A new acting chief is now tasked with mending the department's strained relations with the black community.
 
Deputy Chief Toney Chaplin, a 26-year department veteran who is black, was appointed acting chief by Mayor Ed Lee after Suhr's resignation Thursday.
 
Chaplin had the confidence of at least one key supporter.
 
"Toney Chaplin has the charisma, chemistry and courage to lead this department," said Rev. Amos Brown, the president of the San Francisco chapter of the NAACP.
 
Brown had also supported Suhr through the department's difficulties, and said the police's problems "are bigger than one man."
 
Pressure had been mounting for the resignation of Suhr since December, when five officers fatally shot a young black man carrying a knife. Since then, there have been protests, moves to reform the police department and a federal review of its protocol.
 
Mayor Ed Lee supported the chief in December and again in April after it was disclosed that three officers had exchanged racist text messages.
 
But hours after Thursday's shooting, Lee asked for Suhr's resignation and received it.
 
The texting scandal was the second to rock the department after it was also disclosed that several officers had exchanged racist messages dating back to before Suhr was chief. But Suhr was criticized for moving too slowly to fire the offending officers, all of whom have retained their jobs because of the chief's failure to start disciplinary action when he first found out about the inappropriate.
 
Suhr could not be reached for comment Thursday.
 
Protesters demanding Suhr's resignation drowned out the mayor's second inaugural speech in January, and demonstrators forced the mayor to abandon a planned speech on Martin Luther King Jr. Day later that month.
 
Nonetheless, the mayor stood behind the chief, and the two announced a series of reforms aimed at reducing police shootings. The two also called in the U.S. Department of Justice to review the department's policy and procedures.
 
Suhr renewed his call for reform April 8 after an officer shot and killed a Latino homeless man who police said refused orders to drop a large knife.
 
But Suhr lost Lee's backing Thursday, after a patrol car prowling an industrial neighborhood for stolen vehicles came across a 27-year-old black woman sitting behind the wheel of a parked car.
 
Police said the car had been reported stolen.
 
Officers turned on the patrol car's lights and sounded its siren, and the woman to sped off in the stolen car.
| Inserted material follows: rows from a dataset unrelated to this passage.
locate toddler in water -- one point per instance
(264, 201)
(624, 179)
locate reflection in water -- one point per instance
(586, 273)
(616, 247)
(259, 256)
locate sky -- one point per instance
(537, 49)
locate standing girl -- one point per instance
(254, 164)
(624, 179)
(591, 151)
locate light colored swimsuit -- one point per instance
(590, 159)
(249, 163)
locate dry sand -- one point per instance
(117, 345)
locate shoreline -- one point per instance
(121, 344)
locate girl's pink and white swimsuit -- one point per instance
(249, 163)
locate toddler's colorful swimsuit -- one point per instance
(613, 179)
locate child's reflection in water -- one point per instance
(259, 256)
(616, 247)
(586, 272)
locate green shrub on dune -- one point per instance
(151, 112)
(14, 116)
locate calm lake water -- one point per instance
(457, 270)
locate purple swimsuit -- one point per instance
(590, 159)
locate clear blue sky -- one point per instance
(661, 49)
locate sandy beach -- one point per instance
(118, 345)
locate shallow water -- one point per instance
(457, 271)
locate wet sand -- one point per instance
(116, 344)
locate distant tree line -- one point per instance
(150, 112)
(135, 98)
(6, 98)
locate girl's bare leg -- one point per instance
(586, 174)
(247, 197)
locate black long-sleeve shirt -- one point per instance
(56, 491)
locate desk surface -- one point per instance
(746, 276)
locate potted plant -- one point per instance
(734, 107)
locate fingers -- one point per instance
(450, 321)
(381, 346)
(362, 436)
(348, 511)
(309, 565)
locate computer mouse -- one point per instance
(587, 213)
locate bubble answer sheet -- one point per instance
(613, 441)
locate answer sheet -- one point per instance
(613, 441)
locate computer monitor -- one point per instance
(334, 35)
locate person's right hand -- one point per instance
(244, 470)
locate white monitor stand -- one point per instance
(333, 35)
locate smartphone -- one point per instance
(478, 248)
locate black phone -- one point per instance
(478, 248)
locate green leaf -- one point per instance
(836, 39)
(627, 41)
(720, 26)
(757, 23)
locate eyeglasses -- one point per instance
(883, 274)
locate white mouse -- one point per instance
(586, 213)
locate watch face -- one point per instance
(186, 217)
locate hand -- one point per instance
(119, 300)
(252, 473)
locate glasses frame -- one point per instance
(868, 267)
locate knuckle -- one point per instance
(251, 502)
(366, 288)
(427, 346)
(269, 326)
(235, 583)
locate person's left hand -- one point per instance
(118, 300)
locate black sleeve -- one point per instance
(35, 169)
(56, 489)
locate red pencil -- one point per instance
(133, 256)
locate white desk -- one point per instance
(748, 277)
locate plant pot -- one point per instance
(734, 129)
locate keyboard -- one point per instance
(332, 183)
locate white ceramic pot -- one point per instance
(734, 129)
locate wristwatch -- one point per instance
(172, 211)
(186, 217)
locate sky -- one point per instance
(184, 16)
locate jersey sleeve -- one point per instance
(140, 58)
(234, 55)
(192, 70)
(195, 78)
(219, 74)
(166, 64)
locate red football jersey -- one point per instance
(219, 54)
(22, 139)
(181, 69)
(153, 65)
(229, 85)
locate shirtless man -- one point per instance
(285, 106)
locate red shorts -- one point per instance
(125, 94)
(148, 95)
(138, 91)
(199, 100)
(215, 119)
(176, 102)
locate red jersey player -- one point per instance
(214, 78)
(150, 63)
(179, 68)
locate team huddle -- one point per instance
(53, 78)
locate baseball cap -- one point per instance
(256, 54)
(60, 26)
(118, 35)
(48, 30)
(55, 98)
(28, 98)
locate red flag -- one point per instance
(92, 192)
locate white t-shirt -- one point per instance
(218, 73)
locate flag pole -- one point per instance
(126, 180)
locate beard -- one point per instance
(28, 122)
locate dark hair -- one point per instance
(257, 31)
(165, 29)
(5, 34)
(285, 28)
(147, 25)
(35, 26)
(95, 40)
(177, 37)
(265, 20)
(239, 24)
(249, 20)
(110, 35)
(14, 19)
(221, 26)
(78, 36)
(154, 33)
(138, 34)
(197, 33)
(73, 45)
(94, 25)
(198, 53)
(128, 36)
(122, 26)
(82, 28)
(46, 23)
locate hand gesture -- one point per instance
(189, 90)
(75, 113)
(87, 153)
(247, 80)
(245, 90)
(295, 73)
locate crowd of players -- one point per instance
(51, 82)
A few second later and about 100 feet away, the stolen car slammed into a parked utility truck.
 
The officers jumped out of the patrol car and raced to the wreckage, where the woman was revving the car in an effort to disengage the auto from the truck. Suhr said a witness reported that the officers opened the driver's door and began grabbing the woman in attempt to arrest her.
 
At that point, a sergeant fired one fatal round.
 
"This is exactly the kind of thing with all the reforms we are trying to prevent," Suhr said Thursday, less than two hours after the shooting and before he resigned.
 
"The progress we've made has been meaningful, but it hasn't been fast enough," Lee said in a brief statement at City Hall. "Not for me, not for Greg."
 
The identity of the dead woman has not been released. She was shot in the same neighborhood where the five officers shot and killed Mario Woods, the 26-year-old black man carrying a knife.
 
Video of Woods' shooting circulated widely online and led to protests and calls for Suhr's resignation.
 
But at the time, the chief still enjoyed the backing of the mayor and other community leaders, who said they wanted to give Suhr time to implement the reforms he promised.
 
"Some of the reforms underway might have prevented or clarified today's incident," the mayor said Thursday. "We need to turn these plans into actions."
 
Lee appointed Suhr chief in 2011. He was a 34-year veteran of the department who rose through the ranks despite several professional missteps.
 
He was demoted from deputy chief to captain in 2009 after failing to file a police report after a female friend told him she had been assaulted by her boyfriend.
 
The city last year paid $725,000 to settle a wrongful termination lawsuit filed by a former department lawyer who recommended Suhr be fired for failing to report his friend's assault. When Suhr became chief, he fired the lawyer.
 
Suhr was also re-assigned from head of patrol in 2005 to guarding the city's water supply, which was widely viewed as a demotion.
 
Two years earlier, he was one of several officers indicted in the city's so-called "Fajitagate" for allegedly trying to cover up an investigation of three off-duty officers who had beaten up a waiter and took his bag of Mexican food. The indictment was tossed out.